Materials and methods: This prospective study included patients who underwent open incisional hernia repair with mesh implantation from December 2006 to April 2009. Data were collected before and 18 months after surgery. Pain intensity was rated on the numerical analog scale (NAS) pre- and postoperatively. Patients were divided into oligosymptomatic (NAS 0-3) and symptomatic (NAS 4-10) groups based on their preoperative pain level, and the postoperative outcome of the two groups was compared by standardized questionnaire.
Results: Ninety patients were prospectively enrolled, 45 (50 %) of each gender. Prior to surgery, 43 patients (47.8 %) were oligosymptomatic, and 47 (52.2 %) reported clinically relevant pain. Eighteen months after surgery, 7.5 % of the oligosymptomatic patients complained of clinically relevant pain; its rate remained unchanged. The symptomatic group showed a significant reduction in clinically relevant pain from 100 % to 14.0 %, (p < 0.001). The percentage of patients with clinically relevant dysesthesia was 12.5 % in the oligosymptomatic and 20.9 % in the symptomatic group 18 months postoperatively. The overall recurrence rate was 13.3 % after 18 months without difference in both groups. A reduction in discomfort in the surgical area was reported by 77.5 % of the oligosymptomatic and 79.1 % of the symptomatic patients.

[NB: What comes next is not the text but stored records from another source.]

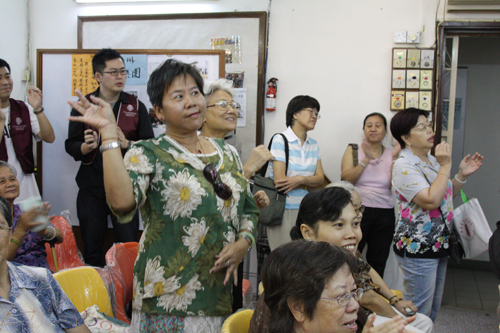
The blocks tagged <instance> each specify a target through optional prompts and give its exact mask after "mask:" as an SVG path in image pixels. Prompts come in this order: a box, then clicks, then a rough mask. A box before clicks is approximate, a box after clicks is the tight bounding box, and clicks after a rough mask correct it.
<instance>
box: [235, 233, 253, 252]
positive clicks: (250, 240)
mask: <svg viewBox="0 0 500 333" xmlns="http://www.w3.org/2000/svg"><path fill="white" fill-rule="evenodd" d="M245 236H247V237H248V238H250V247H249V248H248V251H250V249H251V248H252V247H253V246H254V244H255V237H254V236H253V235H252V234H251V233H249V232H246V231H243V232H239V233H238V237H245ZM245 240H246V241H248V240H247V239H246V238H245Z"/></svg>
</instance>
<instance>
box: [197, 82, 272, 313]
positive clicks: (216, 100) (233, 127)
mask: <svg viewBox="0 0 500 333" xmlns="http://www.w3.org/2000/svg"><path fill="white" fill-rule="evenodd" d="M204 89H205V100H206V102H207V115H206V117H205V121H204V122H203V127H202V128H201V133H200V135H201V136H203V137H207V138H215V139H222V140H223V139H224V138H225V137H226V135H227V134H228V133H229V132H231V131H234V130H235V129H236V123H237V121H238V113H239V112H240V111H241V106H240V104H239V103H237V102H235V101H234V100H233V96H234V89H233V83H232V81H228V80H225V79H220V80H217V81H214V82H210V83H208V84H206V85H205V87H204ZM229 147H230V148H231V149H232V150H233V155H235V156H237V155H238V152H237V151H236V149H234V147H232V146H231V145H229ZM271 159H273V156H272V155H271V153H270V152H269V150H268V149H267V148H266V147H264V146H263V145H260V146H258V147H256V148H254V149H253V150H252V153H251V154H250V158H249V159H248V161H247V162H246V163H245V165H244V166H243V168H242V169H243V176H245V178H247V179H250V177H251V176H252V175H253V174H254V173H255V172H257V171H258V170H259V169H260V168H261V167H262V166H263V165H264V164H265V163H266V162H267V161H268V160H271ZM254 199H255V202H256V203H257V207H258V208H259V209H263V208H265V207H267V205H269V198H268V197H267V195H266V192H264V191H258V192H257V193H255V195H254ZM242 284H243V264H240V265H239V266H238V283H237V285H236V286H234V287H233V298H234V302H233V310H234V311H236V310H237V309H239V308H241V307H242V306H243V295H242V292H243V290H242Z"/></svg>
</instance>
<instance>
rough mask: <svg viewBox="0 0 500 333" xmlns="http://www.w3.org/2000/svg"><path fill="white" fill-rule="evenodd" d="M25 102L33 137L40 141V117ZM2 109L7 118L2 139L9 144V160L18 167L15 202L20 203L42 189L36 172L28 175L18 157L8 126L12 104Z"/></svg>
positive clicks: (7, 152)
mask: <svg viewBox="0 0 500 333" xmlns="http://www.w3.org/2000/svg"><path fill="white" fill-rule="evenodd" d="M25 104H26V106H27V107H28V110H29V112H30V121H31V132H32V133H33V137H34V138H35V140H36V141H40V140H41V139H40V138H39V137H38V136H37V134H38V133H40V125H39V124H38V119H37V117H36V115H35V114H34V113H33V108H32V107H31V105H29V104H27V103H25ZM0 110H1V111H2V112H3V113H4V114H5V119H6V122H5V128H4V130H3V139H2V140H5V145H6V146H7V155H8V156H9V159H8V161H7V162H8V163H9V164H10V165H12V166H14V167H15V168H16V170H17V180H18V181H19V197H18V198H17V199H16V200H15V201H14V203H18V202H20V201H23V200H25V199H28V198H30V197H33V196H40V191H39V190H38V186H37V184H36V179H35V174H34V173H31V174H28V175H26V174H25V173H24V172H23V169H22V168H21V164H20V163H19V161H18V160H17V157H16V152H15V150H14V144H13V143H12V138H11V137H10V131H9V126H8V124H10V105H9V106H8V107H7V108H5V109H0ZM33 144H34V143H33Z"/></svg>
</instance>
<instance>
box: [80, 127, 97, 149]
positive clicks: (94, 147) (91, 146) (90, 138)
mask: <svg viewBox="0 0 500 333" xmlns="http://www.w3.org/2000/svg"><path fill="white" fill-rule="evenodd" d="M83 133H84V140H85V143H86V144H87V146H89V148H90V149H92V150H94V149H96V148H97V146H98V145H99V136H98V135H97V132H96V131H94V130H92V129H86V130H85V131H84V132H83Z"/></svg>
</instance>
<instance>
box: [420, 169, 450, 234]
mask: <svg viewBox="0 0 500 333" xmlns="http://www.w3.org/2000/svg"><path fill="white" fill-rule="evenodd" d="M415 166H416V167H417V168H418V169H419V170H420V171H421V172H422V175H424V178H425V180H427V183H429V186H432V184H431V182H430V181H429V178H427V176H426V175H425V172H424V170H422V168H421V167H420V165H418V164H416V163H415ZM438 209H439V213H440V214H441V218H442V219H443V223H444V225H445V226H446V228H447V229H448V231H449V232H450V233H451V232H452V231H451V228H450V227H449V226H448V224H446V219H445V218H444V215H443V212H442V211H441V205H439V207H438Z"/></svg>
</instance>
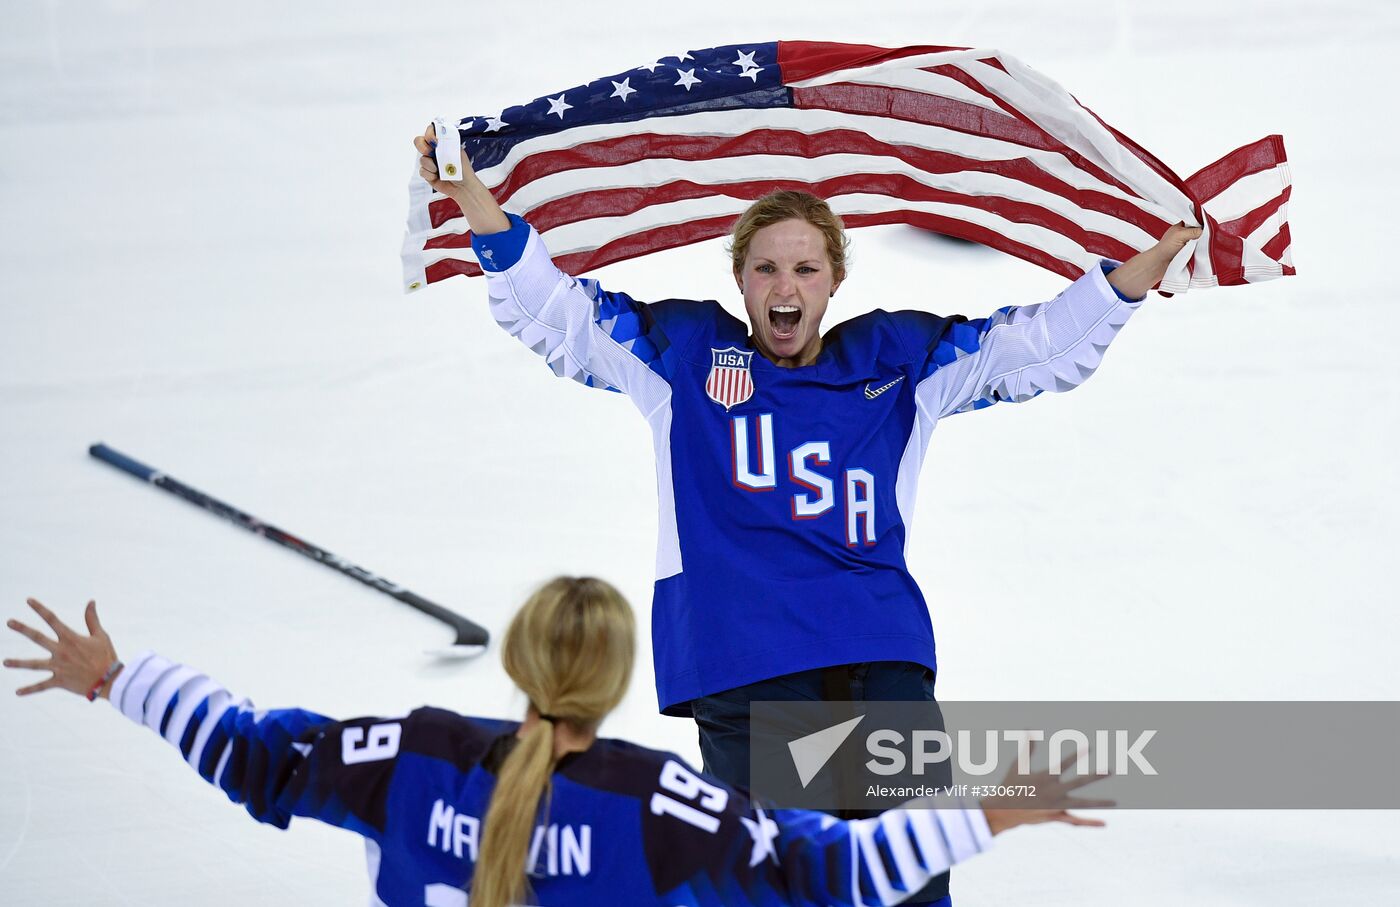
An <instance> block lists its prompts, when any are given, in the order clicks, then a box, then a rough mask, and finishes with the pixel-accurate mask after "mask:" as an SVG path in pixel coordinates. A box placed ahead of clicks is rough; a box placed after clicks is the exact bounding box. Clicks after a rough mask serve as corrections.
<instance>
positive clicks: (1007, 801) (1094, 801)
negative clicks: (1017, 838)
mask: <svg viewBox="0 0 1400 907" xmlns="http://www.w3.org/2000/svg"><path fill="white" fill-rule="evenodd" d="M1075 760H1078V753H1075ZM1068 764H1071V763H1065V766H1068ZM1061 768H1064V767H1061ZM1102 780H1103V775H1092V774H1091V775H1079V777H1065V775H1064V774H1063V773H1061V771H1054V773H1051V771H1049V770H1046V771H1033V773H1029V774H1018V773H1016V770H1015V767H1012V770H1011V771H1008V773H1007V777H1005V778H1004V780H1002V785H1004V787H1007V788H1012V789H1015V788H1026V789H1029V791H1035V792H1033V794H1028V795H1022V796H987V798H983V799H981V812H983V815H984V816H986V817H987V827H988V829H991V833H993V834H1000V833H1002V831H1005V830H1007V829H1015V827H1016V826H1021V824H1040V823H1042V822H1063V823H1065V824H1077V826H1089V827H1092V829H1102V827H1103V820H1102V819H1085V817H1084V816H1075V815H1074V813H1071V812H1070V810H1071V809H1105V808H1109V806H1116V805H1117V803H1116V802H1114V801H1110V799H1085V798H1081V796H1071V792H1072V791H1077V789H1078V788H1082V787H1084V785H1086V784H1093V782H1095V781H1102Z"/></svg>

Conclusions: Symptomatic patients definitely profit from surgical repair in the long-term course. However, the notable postoperative rate of clinically relevant pain and dysesthesia in oligosymptomatic patients and their high recurrence rate cast doubt on whether they really benefit from surgical repair. The remarkable degree of subjective satisfaction in oligosymptomatic patients should not be underestimated.